Des pans entiers de notre organisation sociale, qui nous étaient présentés comme essentiels dans le monde d’avant, semblent s’être carapatés dans l’arrière cour. Une partie de notre monde est devenue en quelques jours non essentielle. Peut-être artificielle. Par des décisions politiques. Bonne (ou mauvaise ?) nouvelle, si l’on avait perdu la foi : le politique semble finalement avoir le pouvoir de décider de la suite (la suppression immédiate de libertés fondamentales ne peut qu’en faire la cynique démonstration). Mises de côté (mais pour combien de temps ?) la croissance et la mondialisation à tout va, la production de produits non alimentaires et de services autres que numériques, postaux ou bancaires. Arrêt des discours sur la confiance des ménages (comprendre les achats de tous ordres pourvu que toutes sortes de produits soient achetés, quels qu’en soient les visées et la toxicité). Stop par conséquent à l’accumulation d’objets et à la pollution qui en résultent (la voiture, les cosmétiques et les vêtements, secteurs jusque-là hautement valorisés rien que par les investissements publicitaires conséquents dans ces domaines), stop à la prise de risque économique et financière (et stop aux risques plus silencieusement pris par les personnes qui travaillent ou celles qui consomment). Mise en sourdine aussi des discours sur la nécessaire mise à distance de l’Etat et des services publics, ou de ceux sur la réduction indispensable de la dette publique (tandis que celle des ménages se devait de grossir en signe de confiance). Exit le sport télévisé hautement sponsorisé. Point mort pour la circulation aérienne massive à l’essence non taxée, réduction de l’extraction des sols de toutes les matières premières possibles qui alimentaient la machine à croissance et l’énergie qui la fait fonctionner. Mais… fermeture aussi de tous les lieux physiques de convivialité ou de culture, marchands ou non. Stop aussi aux formes de rassemblement et aux rituels relatifs à la vie ou à la mort, pourtant essentiels à notre humanité.
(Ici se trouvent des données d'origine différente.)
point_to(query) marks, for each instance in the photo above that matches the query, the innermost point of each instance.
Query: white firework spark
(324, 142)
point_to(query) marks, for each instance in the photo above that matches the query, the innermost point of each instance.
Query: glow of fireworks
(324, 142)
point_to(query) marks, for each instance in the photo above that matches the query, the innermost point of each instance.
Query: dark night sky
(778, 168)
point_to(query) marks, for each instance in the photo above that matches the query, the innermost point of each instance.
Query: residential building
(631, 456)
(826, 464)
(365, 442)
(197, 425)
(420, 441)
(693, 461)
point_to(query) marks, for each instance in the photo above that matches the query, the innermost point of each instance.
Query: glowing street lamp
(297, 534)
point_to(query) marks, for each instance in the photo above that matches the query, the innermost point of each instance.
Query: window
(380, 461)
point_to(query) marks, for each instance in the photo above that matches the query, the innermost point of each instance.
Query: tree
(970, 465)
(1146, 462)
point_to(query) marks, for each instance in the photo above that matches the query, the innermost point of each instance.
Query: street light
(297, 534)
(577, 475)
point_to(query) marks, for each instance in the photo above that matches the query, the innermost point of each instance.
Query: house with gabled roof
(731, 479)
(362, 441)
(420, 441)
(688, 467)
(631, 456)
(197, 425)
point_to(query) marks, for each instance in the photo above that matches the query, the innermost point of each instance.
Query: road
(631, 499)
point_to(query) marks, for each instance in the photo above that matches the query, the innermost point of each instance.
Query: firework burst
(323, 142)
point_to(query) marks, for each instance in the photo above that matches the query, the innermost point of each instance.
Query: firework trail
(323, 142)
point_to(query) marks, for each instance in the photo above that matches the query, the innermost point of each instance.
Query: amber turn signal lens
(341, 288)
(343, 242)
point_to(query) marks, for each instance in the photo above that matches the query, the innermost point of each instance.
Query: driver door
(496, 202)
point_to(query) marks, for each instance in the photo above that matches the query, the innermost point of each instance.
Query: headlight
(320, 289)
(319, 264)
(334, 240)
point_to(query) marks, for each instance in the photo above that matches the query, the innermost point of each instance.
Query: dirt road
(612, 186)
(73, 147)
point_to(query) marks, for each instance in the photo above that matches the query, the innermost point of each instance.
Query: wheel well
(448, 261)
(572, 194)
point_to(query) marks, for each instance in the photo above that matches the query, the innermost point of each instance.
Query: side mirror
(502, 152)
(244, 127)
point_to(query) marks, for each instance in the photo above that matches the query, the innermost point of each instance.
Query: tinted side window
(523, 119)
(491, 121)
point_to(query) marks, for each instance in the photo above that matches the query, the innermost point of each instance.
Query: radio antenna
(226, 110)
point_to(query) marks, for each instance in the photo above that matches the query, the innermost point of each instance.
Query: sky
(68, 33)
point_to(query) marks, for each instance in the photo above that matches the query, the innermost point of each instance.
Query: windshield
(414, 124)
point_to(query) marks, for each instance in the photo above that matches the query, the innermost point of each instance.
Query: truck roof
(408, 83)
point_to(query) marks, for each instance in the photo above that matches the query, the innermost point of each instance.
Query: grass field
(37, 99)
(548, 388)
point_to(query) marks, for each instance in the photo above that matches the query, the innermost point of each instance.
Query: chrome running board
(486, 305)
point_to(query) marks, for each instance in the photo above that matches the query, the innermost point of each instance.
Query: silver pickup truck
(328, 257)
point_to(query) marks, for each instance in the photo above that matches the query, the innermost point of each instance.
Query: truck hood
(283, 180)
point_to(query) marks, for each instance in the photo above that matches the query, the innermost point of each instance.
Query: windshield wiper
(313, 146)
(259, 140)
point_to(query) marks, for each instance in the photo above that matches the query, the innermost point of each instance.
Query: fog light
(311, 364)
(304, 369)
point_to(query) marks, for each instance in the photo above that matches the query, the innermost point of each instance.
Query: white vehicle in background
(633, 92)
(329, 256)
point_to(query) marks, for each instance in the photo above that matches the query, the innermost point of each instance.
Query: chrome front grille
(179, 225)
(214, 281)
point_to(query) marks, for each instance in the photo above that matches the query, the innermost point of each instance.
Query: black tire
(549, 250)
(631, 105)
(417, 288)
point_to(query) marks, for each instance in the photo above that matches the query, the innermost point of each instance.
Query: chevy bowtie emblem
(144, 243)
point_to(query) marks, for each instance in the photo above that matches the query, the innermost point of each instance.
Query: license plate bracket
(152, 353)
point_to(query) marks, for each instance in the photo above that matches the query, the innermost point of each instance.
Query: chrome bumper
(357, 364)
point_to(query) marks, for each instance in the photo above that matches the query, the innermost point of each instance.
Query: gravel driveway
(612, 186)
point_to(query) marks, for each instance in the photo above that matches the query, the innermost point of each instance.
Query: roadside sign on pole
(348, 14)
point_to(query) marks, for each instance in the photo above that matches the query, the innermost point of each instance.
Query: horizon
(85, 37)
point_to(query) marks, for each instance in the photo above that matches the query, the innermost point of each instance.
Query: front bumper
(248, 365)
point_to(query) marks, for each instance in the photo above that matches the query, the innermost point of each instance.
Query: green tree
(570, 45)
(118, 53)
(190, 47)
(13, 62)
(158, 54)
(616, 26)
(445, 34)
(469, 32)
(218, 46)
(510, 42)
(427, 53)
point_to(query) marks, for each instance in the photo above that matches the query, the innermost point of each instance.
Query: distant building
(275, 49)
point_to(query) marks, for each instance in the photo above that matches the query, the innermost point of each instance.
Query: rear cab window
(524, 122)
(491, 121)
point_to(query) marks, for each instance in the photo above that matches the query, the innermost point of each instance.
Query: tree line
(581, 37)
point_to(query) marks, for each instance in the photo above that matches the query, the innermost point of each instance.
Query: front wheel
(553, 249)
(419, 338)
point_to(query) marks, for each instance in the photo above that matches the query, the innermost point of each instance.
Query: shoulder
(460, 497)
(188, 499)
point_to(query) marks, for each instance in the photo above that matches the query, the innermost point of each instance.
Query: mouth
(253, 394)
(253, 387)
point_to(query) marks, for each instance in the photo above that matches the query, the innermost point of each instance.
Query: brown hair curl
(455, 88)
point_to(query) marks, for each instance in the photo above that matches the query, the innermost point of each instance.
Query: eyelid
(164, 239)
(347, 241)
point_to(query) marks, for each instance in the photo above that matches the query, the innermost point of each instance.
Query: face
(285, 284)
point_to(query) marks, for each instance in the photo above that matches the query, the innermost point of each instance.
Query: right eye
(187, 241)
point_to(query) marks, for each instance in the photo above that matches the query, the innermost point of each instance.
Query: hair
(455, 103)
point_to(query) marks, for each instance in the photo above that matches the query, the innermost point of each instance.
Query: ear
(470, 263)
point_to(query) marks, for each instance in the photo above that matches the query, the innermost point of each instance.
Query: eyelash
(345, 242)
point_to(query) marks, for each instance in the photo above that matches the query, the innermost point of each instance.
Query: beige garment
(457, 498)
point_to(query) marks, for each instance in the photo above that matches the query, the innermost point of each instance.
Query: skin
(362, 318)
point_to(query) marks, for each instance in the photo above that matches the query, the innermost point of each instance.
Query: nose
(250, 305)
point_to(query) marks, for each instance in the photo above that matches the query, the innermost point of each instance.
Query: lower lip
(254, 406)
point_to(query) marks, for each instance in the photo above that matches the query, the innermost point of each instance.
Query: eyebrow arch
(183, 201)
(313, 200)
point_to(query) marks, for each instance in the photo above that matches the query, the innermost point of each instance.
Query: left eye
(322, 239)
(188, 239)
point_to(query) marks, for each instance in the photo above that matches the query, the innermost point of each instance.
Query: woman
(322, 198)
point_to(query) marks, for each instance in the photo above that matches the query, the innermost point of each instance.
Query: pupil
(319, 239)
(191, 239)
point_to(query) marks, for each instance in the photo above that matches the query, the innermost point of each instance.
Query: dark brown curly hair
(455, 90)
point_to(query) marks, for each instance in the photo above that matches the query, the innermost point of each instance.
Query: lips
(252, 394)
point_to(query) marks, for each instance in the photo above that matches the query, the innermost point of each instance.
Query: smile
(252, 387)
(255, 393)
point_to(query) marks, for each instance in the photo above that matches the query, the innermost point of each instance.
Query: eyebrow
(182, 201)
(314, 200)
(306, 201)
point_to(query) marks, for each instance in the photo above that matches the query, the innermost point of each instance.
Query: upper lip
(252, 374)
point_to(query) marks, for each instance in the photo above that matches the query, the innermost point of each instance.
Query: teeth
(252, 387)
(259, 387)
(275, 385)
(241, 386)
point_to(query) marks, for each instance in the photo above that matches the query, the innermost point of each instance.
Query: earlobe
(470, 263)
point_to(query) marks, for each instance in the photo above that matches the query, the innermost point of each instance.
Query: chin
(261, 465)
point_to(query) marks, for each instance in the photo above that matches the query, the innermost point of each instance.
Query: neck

Je n’ai aucun doute sur la capacité des organisations qui avaient déjà du pouvoir à le garder. Ni à utiliser ce moment charnière pour définir des stratégies de relève. Le plastique, pourtant destructeur du vivant, est en passe de redevenir un matériau formidable dans les discours marketing. La pioche opportune (mais sans nationalisation, il ne faudrait pas pousser) dans l’argent de la sphère publique tant décriée en est un autre. Et pourtant, quelques signes sont annonciateurs d’un possible non retour en arrière.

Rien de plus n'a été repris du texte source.